Valarie Long, international executive vice president of the Property Services Division of the SEIU, welcomed the gathering to labor’s house on behalf of 2.2 million SEIU members, SEIU International President Mary Kay Henry and the officers of the SEIU. “I believe that if we do not look more to issues globally around the world, we are going to be lost here in the United States,” Long stated. The Property Services Division represents more than 400,000 workers across North America.

Long said that the Cuban 5 had been unknown in her circle of family and friends before she told them about speaking at this event. And when they learned, their reaction showed they understood the injustice.

Raising Michael Brown and Amadou Diallo and all the atrocities that happen here in the U.S., Long said, “We do not have the common decency to recognize that people in other countries have the right to have sovereignty. … It is not fair that these men have been in prison so many years. … We can do better. I am sure that with … more solidarity in the labor movement, we will do better and these men will be made free. … Let’s make sure that President [Barack] Obama and all the powers-that-be hear our voices.”

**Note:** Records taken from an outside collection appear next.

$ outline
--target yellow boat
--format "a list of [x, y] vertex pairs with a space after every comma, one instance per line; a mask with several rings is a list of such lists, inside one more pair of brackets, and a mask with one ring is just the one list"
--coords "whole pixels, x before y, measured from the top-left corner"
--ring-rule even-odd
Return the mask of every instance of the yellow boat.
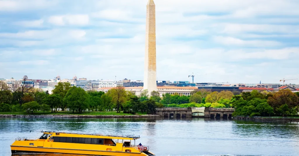
[[[39, 138], [18, 138], [12, 154], [55, 153], [101, 156], [152, 156], [150, 147], [135, 144], [137, 135], [117, 135], [42, 132]], [[131, 142], [134, 141], [134, 144]]]

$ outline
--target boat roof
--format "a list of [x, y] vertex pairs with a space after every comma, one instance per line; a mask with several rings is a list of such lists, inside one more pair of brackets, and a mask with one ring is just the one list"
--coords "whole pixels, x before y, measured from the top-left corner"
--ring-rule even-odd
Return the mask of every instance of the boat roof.
[[123, 139], [123, 140], [135, 140], [139, 139], [140, 138], [140, 135], [108, 135], [102, 134], [95, 133], [80, 133], [75, 132], [54, 132], [54, 131], [44, 131], [42, 132], [46, 134], [53, 134], [54, 133], [59, 133], [61, 134], [75, 134], [79, 135], [94, 135], [97, 136], [101, 136], [103, 137], [107, 137], [107, 138], [116, 139]]

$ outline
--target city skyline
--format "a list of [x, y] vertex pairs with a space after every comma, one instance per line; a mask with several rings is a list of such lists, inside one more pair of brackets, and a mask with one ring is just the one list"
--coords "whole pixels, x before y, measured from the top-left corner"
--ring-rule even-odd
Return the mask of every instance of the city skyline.
[[[285, 1], [155, 1], [157, 80], [299, 78], [299, 3]], [[0, 78], [143, 80], [147, 1], [0, 2]]]

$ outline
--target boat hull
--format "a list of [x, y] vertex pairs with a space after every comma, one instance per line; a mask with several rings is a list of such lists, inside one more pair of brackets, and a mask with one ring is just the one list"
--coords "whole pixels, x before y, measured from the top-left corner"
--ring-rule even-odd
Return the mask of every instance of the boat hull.
[[102, 156], [137, 156], [140, 155], [145, 156], [147, 155], [147, 154], [143, 153], [133, 153], [120, 151], [109, 151], [20, 146], [11, 146], [11, 153], [13, 155], [19, 153], [52, 153]]

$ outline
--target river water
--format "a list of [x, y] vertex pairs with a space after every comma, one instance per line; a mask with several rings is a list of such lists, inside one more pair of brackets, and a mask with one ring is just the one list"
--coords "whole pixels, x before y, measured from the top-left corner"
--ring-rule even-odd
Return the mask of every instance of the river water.
[[15, 138], [37, 137], [42, 133], [29, 131], [43, 129], [140, 135], [136, 144], [150, 146], [157, 156], [298, 156], [298, 126], [202, 118], [0, 118], [0, 155], [11, 155]]

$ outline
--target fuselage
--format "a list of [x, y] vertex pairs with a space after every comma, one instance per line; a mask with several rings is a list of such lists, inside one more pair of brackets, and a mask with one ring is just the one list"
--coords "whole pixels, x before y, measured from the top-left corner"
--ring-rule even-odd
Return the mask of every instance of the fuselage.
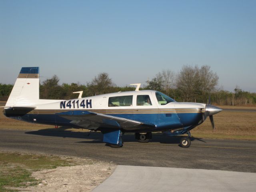
[[176, 102], [166, 97], [157, 91], [141, 90], [66, 100], [38, 100], [32, 101], [34, 109], [5, 108], [4, 112], [8, 117], [29, 122], [80, 128], [60, 114], [89, 111], [154, 125], [151, 131], [191, 129], [204, 120], [205, 104]]

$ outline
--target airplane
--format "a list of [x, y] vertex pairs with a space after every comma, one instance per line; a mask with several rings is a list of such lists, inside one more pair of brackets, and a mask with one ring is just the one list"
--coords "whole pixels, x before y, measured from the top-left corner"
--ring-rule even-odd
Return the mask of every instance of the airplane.
[[222, 110], [209, 104], [177, 102], [168, 96], [152, 90], [104, 94], [68, 100], [39, 99], [39, 68], [22, 67], [6, 106], [8, 117], [26, 122], [85, 128], [100, 131], [106, 145], [123, 146], [122, 135], [135, 133], [138, 142], [147, 143], [152, 132], [168, 133], [182, 137], [180, 146], [191, 144], [190, 131], [209, 117]]

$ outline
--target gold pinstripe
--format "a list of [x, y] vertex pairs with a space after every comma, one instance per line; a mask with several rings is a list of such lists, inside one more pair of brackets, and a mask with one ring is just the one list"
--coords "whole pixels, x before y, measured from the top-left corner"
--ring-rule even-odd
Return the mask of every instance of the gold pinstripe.
[[18, 78], [39, 78], [38, 74], [20, 74], [18, 76]]
[[[177, 109], [56, 109], [56, 110], [29, 110], [20, 109], [17, 110], [8, 111], [8, 114], [19, 113], [28, 113], [34, 114], [55, 114], [62, 112], [67, 112], [72, 111], [86, 110], [90, 112], [102, 114], [150, 114], [164, 113], [201, 113], [205, 112], [205, 109], [196, 108], [177, 108]], [[6, 110], [4, 110], [4, 113], [6, 113]]]

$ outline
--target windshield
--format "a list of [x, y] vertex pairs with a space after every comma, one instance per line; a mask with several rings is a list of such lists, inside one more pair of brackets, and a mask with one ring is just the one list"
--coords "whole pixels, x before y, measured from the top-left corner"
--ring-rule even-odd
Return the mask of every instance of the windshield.
[[169, 96], [167, 96], [160, 92], [156, 92], [156, 96], [157, 101], [159, 104], [161, 105], [166, 105], [168, 103], [175, 101], [174, 99], [172, 99]]

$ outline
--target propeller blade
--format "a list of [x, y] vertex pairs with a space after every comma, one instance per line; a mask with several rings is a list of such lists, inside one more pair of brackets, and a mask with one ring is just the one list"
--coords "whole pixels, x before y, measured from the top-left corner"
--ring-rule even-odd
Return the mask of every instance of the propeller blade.
[[213, 131], [214, 131], [214, 128], [215, 128], [215, 127], [214, 126], [214, 122], [213, 120], [213, 116], [212, 115], [210, 115], [209, 117], [210, 118], [210, 120], [211, 121], [212, 126], [212, 129], [213, 129]]
[[209, 105], [211, 104], [211, 93], [209, 93], [209, 98], [208, 99], [208, 103]]

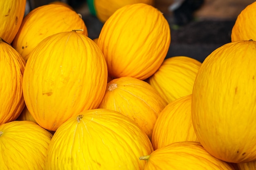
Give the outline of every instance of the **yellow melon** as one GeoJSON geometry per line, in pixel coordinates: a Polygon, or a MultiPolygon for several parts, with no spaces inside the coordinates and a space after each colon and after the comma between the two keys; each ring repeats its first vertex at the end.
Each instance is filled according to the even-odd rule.
{"type": "Polygon", "coordinates": [[[153,5],[154,0],[88,0],[89,9],[102,22],[105,22],[114,13],[125,5],[144,3],[153,5]]]}
{"type": "Polygon", "coordinates": [[[0,38],[0,124],[15,120],[25,106],[22,81],[25,61],[0,38]]]}
{"type": "Polygon", "coordinates": [[[255,20],[256,1],[247,6],[238,16],[231,32],[231,42],[256,40],[255,20]]]}
{"type": "Polygon", "coordinates": [[[91,39],[75,31],[57,33],[40,42],[29,55],[24,99],[37,123],[55,131],[72,116],[97,108],[107,79],[104,56],[91,39]]]}
{"type": "Polygon", "coordinates": [[[139,157],[153,151],[146,133],[131,119],[115,111],[91,109],[57,130],[46,169],[142,170],[146,162],[139,157]]]}
{"type": "Polygon", "coordinates": [[[29,111],[27,106],[25,106],[22,112],[16,119],[17,120],[27,120],[36,123],[35,119],[29,111]]]}
{"type": "Polygon", "coordinates": [[[12,43],[25,61],[29,54],[43,40],[56,33],[87,28],[81,15],[63,5],[47,4],[31,11],[22,21],[12,43]]]}
{"type": "Polygon", "coordinates": [[[256,159],[256,42],[230,42],[202,64],[191,100],[198,140],[216,157],[234,163],[256,159]]]}
{"type": "Polygon", "coordinates": [[[0,169],[45,170],[52,137],[49,132],[30,121],[0,125],[0,169]]]}
{"type": "Polygon", "coordinates": [[[199,142],[174,143],[140,157],[147,161],[144,170],[234,170],[232,165],[210,155],[199,142]]]}
{"type": "Polygon", "coordinates": [[[0,1],[0,37],[11,44],[24,16],[26,0],[0,1]]]}
{"type": "Polygon", "coordinates": [[[104,24],[98,40],[110,77],[141,80],[160,67],[170,43],[170,26],[163,14],[144,3],[116,11],[104,24]]]}
{"type": "Polygon", "coordinates": [[[146,81],[170,103],[192,93],[194,81],[201,64],[201,62],[186,56],[168,58],[146,81]]]}
{"type": "Polygon", "coordinates": [[[167,104],[147,83],[124,77],[108,82],[99,108],[117,111],[131,118],[151,139],[155,121],[167,104]]]}
{"type": "Polygon", "coordinates": [[[191,96],[170,103],[161,112],[152,133],[151,142],[155,150],[176,142],[199,141],[192,123],[191,96]]]}

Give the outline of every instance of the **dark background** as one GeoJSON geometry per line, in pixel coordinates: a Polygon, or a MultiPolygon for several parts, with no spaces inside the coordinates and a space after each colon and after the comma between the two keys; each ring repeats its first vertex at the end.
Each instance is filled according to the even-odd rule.
{"type": "MultiPolygon", "coordinates": [[[[30,0],[31,7],[27,8],[26,12],[53,1],[30,0]]],[[[232,29],[236,18],[247,5],[254,2],[252,0],[204,0],[200,8],[193,13],[194,19],[177,28],[174,26],[173,13],[168,10],[168,7],[173,1],[156,0],[155,7],[163,13],[171,30],[171,43],[166,58],[183,55],[202,62],[213,51],[231,42],[232,29]]],[[[98,38],[103,23],[91,15],[86,1],[71,0],[69,4],[82,15],[88,28],[88,36],[92,39],[98,38]]]]}

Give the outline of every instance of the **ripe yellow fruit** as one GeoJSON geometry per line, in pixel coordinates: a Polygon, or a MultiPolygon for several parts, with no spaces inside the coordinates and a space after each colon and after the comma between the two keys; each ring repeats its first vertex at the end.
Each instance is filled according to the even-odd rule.
{"type": "Polygon", "coordinates": [[[12,45],[27,61],[29,53],[44,38],[56,33],[79,29],[88,35],[81,15],[74,11],[63,5],[43,5],[25,16],[12,45]]]}
{"type": "Polygon", "coordinates": [[[146,81],[169,103],[192,93],[201,64],[201,62],[186,56],[168,58],[146,81]]]}
{"type": "Polygon", "coordinates": [[[11,44],[24,16],[26,0],[0,1],[0,37],[11,44]]]}
{"type": "Polygon", "coordinates": [[[72,115],[97,108],[107,79],[104,56],[91,39],[74,31],[57,33],[40,42],[29,55],[24,99],[37,123],[56,131],[72,115]]]}
{"type": "Polygon", "coordinates": [[[157,119],[151,142],[154,150],[173,143],[199,141],[192,123],[191,95],[170,103],[157,119]]]}
{"type": "Polygon", "coordinates": [[[256,40],[256,1],[248,5],[237,17],[231,33],[232,42],[256,40]]]}
{"type": "Polygon", "coordinates": [[[114,110],[91,109],[62,124],[49,145],[46,169],[138,170],[153,151],[146,134],[114,110]]]}
{"type": "Polygon", "coordinates": [[[105,22],[114,13],[125,5],[137,3],[144,3],[150,5],[154,0],[89,0],[89,9],[102,22],[105,22]]]}
{"type": "Polygon", "coordinates": [[[116,11],[105,23],[98,40],[110,76],[141,80],[160,67],[170,43],[170,26],[163,14],[143,3],[116,11]]]}
{"type": "Polygon", "coordinates": [[[124,77],[108,84],[98,108],[117,111],[131,118],[151,139],[155,121],[167,104],[148,83],[124,77]]]}
{"type": "Polygon", "coordinates": [[[15,120],[25,106],[22,81],[25,61],[0,38],[0,125],[15,120]]]}
{"type": "Polygon", "coordinates": [[[198,140],[217,158],[256,159],[256,42],[227,43],[208,56],[195,80],[192,122],[198,140]]]}
{"type": "Polygon", "coordinates": [[[141,157],[147,160],[144,170],[234,170],[228,163],[209,154],[199,142],[178,142],[141,157]]]}
{"type": "Polygon", "coordinates": [[[45,170],[52,137],[48,131],[30,121],[0,125],[0,169],[45,170]]]}

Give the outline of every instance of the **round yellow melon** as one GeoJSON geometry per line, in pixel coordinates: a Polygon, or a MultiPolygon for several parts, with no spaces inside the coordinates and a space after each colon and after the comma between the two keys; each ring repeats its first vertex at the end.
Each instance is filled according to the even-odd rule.
{"type": "Polygon", "coordinates": [[[170,26],[163,14],[144,3],[116,11],[104,24],[98,40],[110,77],[141,80],[160,67],[170,43],[170,26]]]}
{"type": "Polygon", "coordinates": [[[231,32],[231,41],[256,40],[256,1],[245,7],[238,16],[231,32]]]}
{"type": "Polygon", "coordinates": [[[45,170],[49,132],[30,121],[0,125],[0,169],[45,170]]]}
{"type": "Polygon", "coordinates": [[[49,145],[46,169],[144,169],[140,155],[153,148],[131,119],[107,109],[84,111],[57,130],[49,145]]]}
{"type": "Polygon", "coordinates": [[[208,153],[199,142],[174,143],[140,157],[146,160],[144,170],[235,170],[232,165],[208,153]]]}
{"type": "Polygon", "coordinates": [[[26,0],[0,1],[0,37],[11,44],[24,16],[26,0]]]}
{"type": "Polygon", "coordinates": [[[75,11],[63,5],[42,5],[31,11],[22,21],[12,43],[27,61],[29,54],[43,40],[56,33],[83,29],[88,35],[84,22],[75,11]]]}
{"type": "Polygon", "coordinates": [[[131,118],[151,139],[155,121],[167,104],[148,83],[124,77],[108,82],[98,108],[117,111],[131,118]]]}
{"type": "Polygon", "coordinates": [[[107,79],[104,56],[91,39],[74,31],[57,33],[40,42],[29,55],[24,99],[37,123],[55,131],[72,115],[97,108],[107,79]]]}
{"type": "Polygon", "coordinates": [[[102,22],[105,22],[114,13],[125,5],[137,3],[154,4],[154,0],[88,0],[91,13],[95,15],[102,22]]]}
{"type": "Polygon", "coordinates": [[[25,106],[22,81],[25,61],[0,38],[0,124],[15,120],[25,106]]]}
{"type": "Polygon", "coordinates": [[[191,96],[171,102],[161,112],[152,133],[154,149],[176,142],[199,141],[192,123],[191,96]]]}
{"type": "Polygon", "coordinates": [[[256,42],[239,41],[214,50],[195,80],[192,122],[198,140],[217,158],[256,159],[256,42]]]}
{"type": "Polygon", "coordinates": [[[147,82],[170,103],[192,93],[194,81],[201,64],[201,62],[186,56],[168,58],[147,82]]]}

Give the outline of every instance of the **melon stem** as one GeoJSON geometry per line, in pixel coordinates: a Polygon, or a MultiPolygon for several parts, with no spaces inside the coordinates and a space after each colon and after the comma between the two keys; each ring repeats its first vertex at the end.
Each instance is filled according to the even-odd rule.
{"type": "Polygon", "coordinates": [[[77,116],[77,117],[76,117],[76,120],[77,121],[77,122],[78,123],[79,123],[80,122],[80,120],[82,119],[83,117],[83,115],[80,115],[77,116]]]}
{"type": "Polygon", "coordinates": [[[149,157],[150,157],[150,155],[142,156],[141,157],[140,157],[139,159],[139,160],[144,160],[145,161],[147,161],[148,160],[149,157]]]}
{"type": "Polygon", "coordinates": [[[72,32],[76,32],[79,31],[83,31],[83,29],[73,29],[72,31],[72,32]]]}
{"type": "Polygon", "coordinates": [[[108,91],[112,91],[117,88],[117,84],[111,84],[108,86],[108,91]]]}

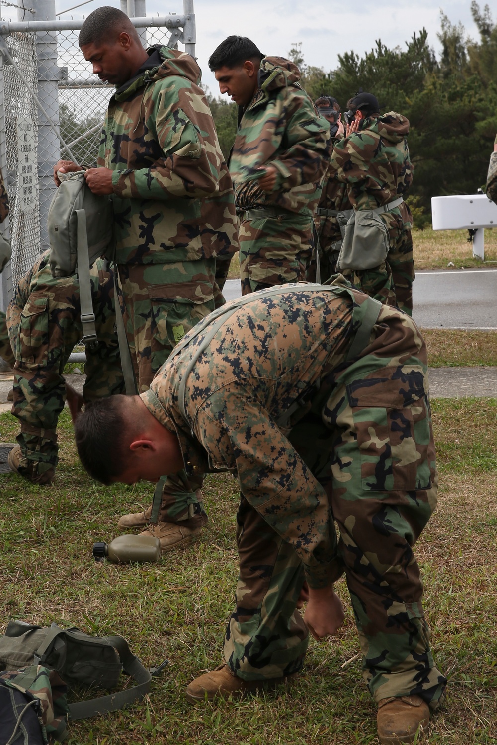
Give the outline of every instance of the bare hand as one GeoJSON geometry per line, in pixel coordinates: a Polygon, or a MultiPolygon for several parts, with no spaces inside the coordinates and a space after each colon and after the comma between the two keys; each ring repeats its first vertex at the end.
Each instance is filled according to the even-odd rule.
{"type": "Polygon", "coordinates": [[[355,132],[358,130],[361,121],[361,119],[354,119],[351,124],[347,124],[346,137],[348,137],[349,135],[354,134],[355,132]]]}
{"type": "Polygon", "coordinates": [[[74,424],[76,421],[76,417],[83,408],[84,399],[80,393],[78,393],[77,390],[75,390],[72,385],[66,383],[66,400],[67,401],[67,405],[69,406],[69,411],[71,413],[71,419],[72,419],[72,423],[74,424]]]}
{"type": "Polygon", "coordinates": [[[304,621],[314,639],[335,634],[344,618],[342,603],[332,585],[318,590],[309,589],[304,621]]]}
{"type": "Polygon", "coordinates": [[[261,170],[265,171],[266,173],[259,179],[259,186],[263,191],[272,191],[276,186],[278,171],[273,165],[267,165],[261,170]]]}
{"type": "Polygon", "coordinates": [[[69,174],[73,171],[84,171],[84,168],[80,165],[76,165],[72,160],[57,160],[54,166],[54,181],[57,186],[60,186],[60,181],[57,175],[57,171],[60,171],[63,174],[69,174]]]}
{"type": "Polygon", "coordinates": [[[304,603],[307,603],[309,599],[309,586],[306,582],[304,582],[302,586],[302,589],[300,590],[300,595],[299,595],[299,599],[297,601],[297,607],[300,610],[303,608],[304,603]]]}
{"type": "Polygon", "coordinates": [[[88,168],[85,180],[93,194],[113,194],[113,172],[110,168],[88,168]]]}

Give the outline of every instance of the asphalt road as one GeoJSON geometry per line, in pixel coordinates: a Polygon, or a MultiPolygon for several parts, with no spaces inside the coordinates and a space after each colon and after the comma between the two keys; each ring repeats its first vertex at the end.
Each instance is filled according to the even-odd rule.
{"type": "MultiPolygon", "coordinates": [[[[228,279],[224,292],[238,297],[238,280],[228,279]]],[[[497,269],[418,271],[413,316],[424,329],[497,330],[497,269]]]]}

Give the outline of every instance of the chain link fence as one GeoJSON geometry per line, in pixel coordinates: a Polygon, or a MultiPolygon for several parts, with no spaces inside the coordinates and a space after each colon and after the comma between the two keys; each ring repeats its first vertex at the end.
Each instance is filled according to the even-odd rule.
{"type": "MultiPolygon", "coordinates": [[[[66,145],[80,165],[96,165],[114,87],[92,74],[77,45],[77,28],[43,28],[7,34],[3,28],[0,158],[10,202],[13,249],[11,276],[3,278],[5,305],[12,287],[48,247],[46,216],[55,188],[54,164],[60,157],[70,158],[66,145]]],[[[174,47],[178,37],[183,39],[174,21],[137,30],[145,47],[174,47]]]]}

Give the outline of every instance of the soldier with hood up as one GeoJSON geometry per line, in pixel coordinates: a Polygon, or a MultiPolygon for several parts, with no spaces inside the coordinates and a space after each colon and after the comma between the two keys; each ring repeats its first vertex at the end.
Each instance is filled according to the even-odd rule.
{"type": "Polygon", "coordinates": [[[329,158],[329,125],[301,88],[300,72],[228,37],[209,60],[221,93],[238,106],[229,172],[240,219],[244,294],[305,279],[312,217],[329,158]]]}
{"type": "Polygon", "coordinates": [[[487,174],[487,196],[497,204],[497,135],[493,145],[493,152],[490,155],[490,162],[487,174]]]}
{"type": "MultiPolygon", "coordinates": [[[[141,393],[175,343],[224,302],[216,257],[238,248],[232,184],[192,57],[166,46],[144,49],[128,17],[108,7],[90,13],[79,45],[95,74],[115,86],[98,168],[85,178],[94,194],[113,198],[141,393]]],[[[59,161],[57,185],[59,170],[80,168],[59,161]]],[[[174,548],[206,522],[198,489],[184,472],[175,475],[164,484],[158,521],[150,507],[124,516],[118,527],[142,526],[162,551],[174,548]]]]}
{"type": "Polygon", "coordinates": [[[414,170],[406,139],[409,121],[393,111],[382,115],[378,100],[371,93],[359,93],[347,107],[346,136],[335,144],[332,170],[348,185],[354,209],[373,212],[373,221],[377,216],[380,226],[384,225],[386,249],[384,260],[376,265],[373,261],[373,266],[365,266],[365,256],[364,264],[347,264],[346,257],[341,255],[337,269],[364,292],[411,315],[413,221],[403,200],[414,170]]]}

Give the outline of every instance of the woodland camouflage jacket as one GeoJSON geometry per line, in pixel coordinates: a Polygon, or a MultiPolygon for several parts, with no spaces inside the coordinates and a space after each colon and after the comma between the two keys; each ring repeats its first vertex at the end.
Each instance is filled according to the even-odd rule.
{"type": "Polygon", "coordinates": [[[329,124],[300,79],[298,68],[283,57],[261,63],[259,87],[241,114],[229,159],[238,207],[270,204],[312,215],[317,206],[329,158],[329,124]],[[266,194],[250,177],[269,165],[278,174],[266,194]]]}
{"type": "Polygon", "coordinates": [[[192,57],[158,46],[162,63],[109,103],[98,165],[114,171],[118,264],[229,256],[238,248],[231,178],[192,57]]]}
{"type": "MultiPolygon", "coordinates": [[[[332,171],[349,186],[349,197],[358,209],[374,209],[405,197],[412,183],[413,166],[406,137],[409,121],[390,111],[367,117],[362,128],[336,142],[331,157],[332,171]]],[[[406,207],[396,208],[402,214],[406,207]]],[[[408,217],[408,215],[406,215],[408,217]]]]}
{"type": "MultiPolygon", "coordinates": [[[[497,144],[497,136],[496,136],[497,144]]],[[[487,174],[487,196],[497,204],[497,151],[490,156],[487,174]]]]}

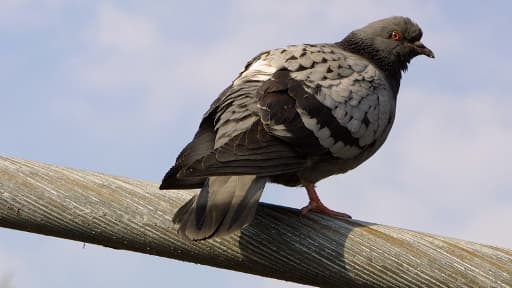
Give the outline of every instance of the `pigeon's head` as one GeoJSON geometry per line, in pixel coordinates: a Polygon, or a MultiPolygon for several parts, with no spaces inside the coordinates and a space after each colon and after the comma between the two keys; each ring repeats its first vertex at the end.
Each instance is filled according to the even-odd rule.
{"type": "Polygon", "coordinates": [[[350,33],[341,45],[352,53],[374,62],[383,70],[407,70],[412,58],[434,58],[432,50],[421,42],[423,32],[407,17],[390,17],[372,22],[350,33]]]}

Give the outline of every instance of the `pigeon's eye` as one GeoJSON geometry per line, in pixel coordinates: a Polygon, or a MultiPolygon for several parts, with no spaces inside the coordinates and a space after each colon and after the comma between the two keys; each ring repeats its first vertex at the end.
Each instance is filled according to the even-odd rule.
{"type": "Polygon", "coordinates": [[[396,31],[393,31],[391,33],[391,36],[389,36],[389,38],[395,40],[395,41],[398,41],[400,40],[400,33],[396,32],[396,31]]]}

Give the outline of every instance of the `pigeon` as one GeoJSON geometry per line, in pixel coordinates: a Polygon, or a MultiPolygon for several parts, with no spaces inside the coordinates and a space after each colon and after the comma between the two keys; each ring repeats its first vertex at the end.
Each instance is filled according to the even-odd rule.
{"type": "Polygon", "coordinates": [[[200,189],[175,213],[188,240],[230,235],[254,218],[265,184],[303,186],[301,209],[340,218],[315,183],[371,157],[395,118],[402,73],[434,58],[422,30],[390,17],[328,44],[258,54],[211,104],[160,189],[200,189]]]}

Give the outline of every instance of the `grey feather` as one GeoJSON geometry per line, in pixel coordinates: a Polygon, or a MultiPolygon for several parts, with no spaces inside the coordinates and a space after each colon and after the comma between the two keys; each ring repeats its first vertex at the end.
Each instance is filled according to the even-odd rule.
{"type": "Polygon", "coordinates": [[[203,240],[240,230],[252,221],[266,182],[252,175],[208,178],[199,194],[176,212],[178,233],[203,240]]]}
{"type": "Polygon", "coordinates": [[[409,18],[390,17],[340,42],[250,60],[162,181],[161,189],[201,188],[177,211],[178,232],[228,235],[251,222],[267,181],[314,184],[366,161],[390,132],[409,62],[434,57],[422,33],[409,18]]]}

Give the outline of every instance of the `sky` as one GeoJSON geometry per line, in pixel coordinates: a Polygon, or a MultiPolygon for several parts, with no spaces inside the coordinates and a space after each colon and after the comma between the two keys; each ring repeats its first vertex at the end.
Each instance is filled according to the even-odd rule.
{"type": "MultiPolygon", "coordinates": [[[[251,57],[403,15],[436,59],[413,60],[387,142],[320,196],[356,219],[512,248],[511,6],[0,0],[0,155],[158,182],[251,57]]],[[[262,201],[307,197],[268,185],[262,201]]],[[[299,286],[0,228],[0,288],[212,283],[299,286]]]]}

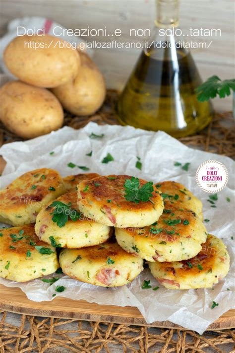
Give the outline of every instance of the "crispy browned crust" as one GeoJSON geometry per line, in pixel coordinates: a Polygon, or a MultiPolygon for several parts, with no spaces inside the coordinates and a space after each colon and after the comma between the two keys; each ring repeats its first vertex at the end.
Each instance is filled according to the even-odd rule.
{"type": "MultiPolygon", "coordinates": [[[[114,261],[123,259],[125,258],[130,259],[130,257],[134,259],[134,255],[129,254],[123,250],[117,243],[113,243],[110,241],[106,242],[100,245],[95,245],[86,248],[82,248],[77,250],[73,249],[72,253],[75,254],[75,258],[71,259],[71,261],[74,260],[78,255],[89,261],[95,261],[96,263],[103,264],[104,260],[109,257],[114,261]]],[[[133,260],[134,261],[134,260],[133,260]]],[[[70,275],[69,275],[70,276],[70,275]]]]}
{"type": "MultiPolygon", "coordinates": [[[[101,208],[105,204],[111,209],[117,208],[122,211],[148,211],[152,210],[154,204],[161,204],[162,198],[154,186],[153,197],[151,198],[152,202],[140,201],[137,204],[127,201],[124,197],[125,190],[124,184],[126,179],[129,179],[131,177],[129,175],[112,175],[81,182],[79,184],[81,195],[88,203],[95,202],[101,208]],[[86,189],[87,190],[84,191],[86,189]],[[111,202],[107,204],[108,200],[111,200],[111,202]]],[[[140,186],[147,182],[141,179],[139,179],[139,182],[140,186]]]]}
{"type": "Polygon", "coordinates": [[[100,176],[99,174],[96,173],[87,173],[86,174],[79,174],[76,175],[68,175],[63,178],[67,190],[69,189],[76,189],[77,184],[83,180],[89,180],[94,178],[97,178],[100,176]]]}
{"type": "Polygon", "coordinates": [[[196,225],[198,218],[192,211],[178,209],[175,205],[168,204],[163,213],[158,221],[152,225],[142,228],[126,228],[125,231],[132,237],[142,237],[160,242],[164,239],[167,243],[172,243],[177,242],[182,238],[191,238],[192,228],[196,225]],[[180,223],[175,225],[169,225],[167,222],[174,220],[180,220],[180,223]],[[187,221],[189,224],[184,224],[187,221]],[[162,229],[158,234],[155,234],[151,229],[162,229]]]}
{"type": "Polygon", "coordinates": [[[1,242],[0,257],[0,254],[4,255],[5,257],[7,254],[11,255],[17,254],[18,257],[22,257],[25,260],[28,250],[31,252],[37,252],[34,247],[35,246],[52,248],[52,247],[38,238],[34,231],[34,224],[0,229],[0,233],[2,234],[2,236],[0,237],[1,242]],[[21,235],[19,234],[20,230],[24,231],[23,233],[21,235]],[[20,240],[13,241],[14,235],[16,235],[17,238],[20,240]],[[22,239],[20,239],[21,238],[22,239]],[[31,244],[35,245],[30,245],[30,242],[31,244]],[[10,246],[15,249],[10,248],[10,246]]]}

The Sept. 13 panel included Stephen Kimber, whose book, “What Lies Across the Water: the Real Story of the Cuban Five,” just won the 2014 Evelyn Richardson Award for Nonfiction at Canada’s East Coast Literary Awards; Yeidckol Polevnsky, the former vice-president of the Mexican Senate; and a statement from Ann Wright, anti-war activist and former U.S. army colonel. Piero Gleijeses, a professor at Johns Hopkins University and expert author on Cuba’s role in Africa, noted that Cuba sacrificed the possibility of ending the U.S. blockade against the country by following its anti-apartheid principle.

The public meeting culminated days of congressional visits and a picket in front of the White House, followed by a reception at Impact Hub DC and a community meeting hosted by the Takoma Park, Md., Committee to Free the Cuban 5. The International Committee for the Freedom of the Cuban 5 completed the third “5 Days for the Cuban 5” in Washington only a few months earlier, in June.

The highest levels of the labor movement in Britain and Ireland and many other countries recognize the injustice done to the Cuban 5 and their families. Unable to hear directly from the Cuban 5 family members, that recognition among labor in the U.S. has been slow going.

Since 2008, the labor movement in Britain and Ireland has reached out to its U.S. counterparts. Tony Woodley, former general secretary of “Unite the Union,” visited Gerardo Hernández and in 2011 spoke in Los Angeles at the first labor-organized meeting in the U.S. to build awareness about the case. That British and Irish trade union boasts 1.4 million members.

The Sept. 13 event built on outreach to rank-and-file union leaders that has been done through information tables at the 2012 SEIU Convention and flyer distributions at the Longshore Workers union, the 2013 Women of Steel Convention, a meeting hosted by the postal workers in Washington and the 2014 Steelworkers convention.